October is Hoodoo Heritage Month, celebrating the southern African American folk tradition.
During the month of October, there has been a lot of awareness about the tradition of Hoodoo,
where people have addressed this southern tradition on many social media platforms and
I first heard about Hoodoo Heritage on TikTok, where I learned that many traditional luck
customs are actually Hoodoo rituals. For instance, putting coins in corners of your home and
throwing salt over your shoulder are practices that I am familiar with and engage in. There are
even traditions that many southern African Americans still follow that involve natural products
such as plants, herbs, and animal products.
Here are 5 things That I have Learned during Hoodoo Heritage Month:
- There are observances throughout the entire month where different leaders and
ancestors are recognized.
- Many young African Americans are beginning to reclaim the cultural tradition of Hoodoo,
where it was defined as “a spiritual practice with roots in Africa. Hoodoo essentially is a
collection of historical memories linking previous generations of African Americans to
their African past” (ROOTWORKER KYE via TikTok)

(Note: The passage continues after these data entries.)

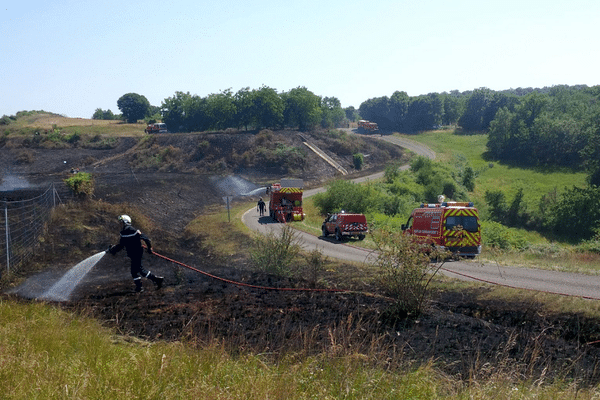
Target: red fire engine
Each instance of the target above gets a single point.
(365, 126)
(452, 226)
(285, 200)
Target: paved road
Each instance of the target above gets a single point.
(493, 273)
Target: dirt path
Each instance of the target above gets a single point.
(570, 284)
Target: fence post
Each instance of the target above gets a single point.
(7, 237)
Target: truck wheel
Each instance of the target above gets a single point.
(338, 235)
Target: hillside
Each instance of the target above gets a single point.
(166, 181)
(156, 170)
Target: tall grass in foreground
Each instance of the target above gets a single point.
(47, 353)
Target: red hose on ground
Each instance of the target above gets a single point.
(247, 284)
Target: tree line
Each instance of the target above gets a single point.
(247, 108)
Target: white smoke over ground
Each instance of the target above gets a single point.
(236, 186)
(61, 290)
(12, 182)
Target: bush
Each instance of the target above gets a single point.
(405, 269)
(275, 254)
(82, 184)
(499, 236)
(359, 161)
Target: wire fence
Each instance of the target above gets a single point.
(22, 222)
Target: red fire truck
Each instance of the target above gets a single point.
(448, 225)
(365, 126)
(285, 200)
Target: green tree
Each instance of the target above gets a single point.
(220, 110)
(133, 106)
(243, 106)
(332, 113)
(267, 108)
(172, 109)
(302, 109)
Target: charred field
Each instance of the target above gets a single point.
(165, 182)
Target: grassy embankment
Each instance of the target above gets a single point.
(542, 252)
(48, 353)
(44, 123)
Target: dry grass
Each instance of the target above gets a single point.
(47, 122)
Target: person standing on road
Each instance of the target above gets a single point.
(260, 207)
(131, 240)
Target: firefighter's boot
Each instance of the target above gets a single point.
(138, 285)
(158, 280)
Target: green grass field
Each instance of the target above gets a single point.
(492, 175)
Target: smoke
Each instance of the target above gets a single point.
(61, 290)
(236, 186)
(12, 182)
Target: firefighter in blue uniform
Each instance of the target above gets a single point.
(131, 240)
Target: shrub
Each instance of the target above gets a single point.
(499, 236)
(405, 269)
(359, 161)
(82, 184)
(274, 254)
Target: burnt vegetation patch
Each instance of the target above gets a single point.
(462, 332)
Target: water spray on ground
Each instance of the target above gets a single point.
(61, 290)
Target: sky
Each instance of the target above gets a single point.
(72, 57)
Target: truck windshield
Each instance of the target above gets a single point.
(467, 222)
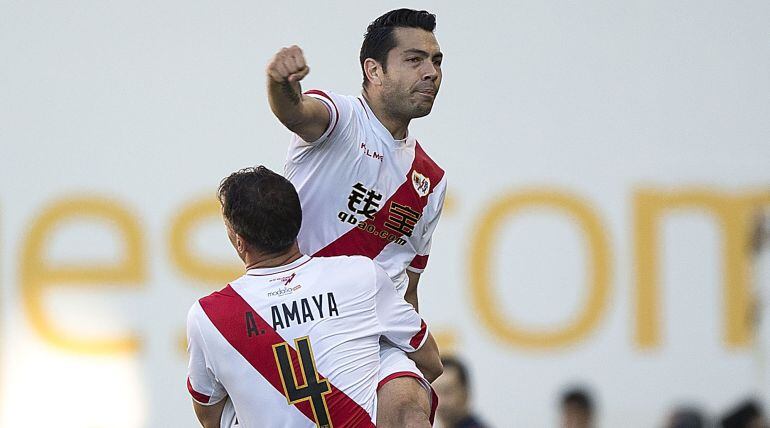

- Hoodoo Heritage Month was created to celebrate the traditions involving the “veneration
of ancestors and honoring spirituals, traditions and ancestors” (historianspeaks.org).
- Multiple sources have credited Mama Rue and Walking the Dikenga for the
establishment of Hoodoo Heritage Month created between 2018 and 2018.
- Plenty of African Americans participate in Hoodoo traditions unknowingly, such as
hosting events like candle-light vigils and having certain traditional meals such as Hopin
Johns (black eyed peas and collard greens) on New Year for luck.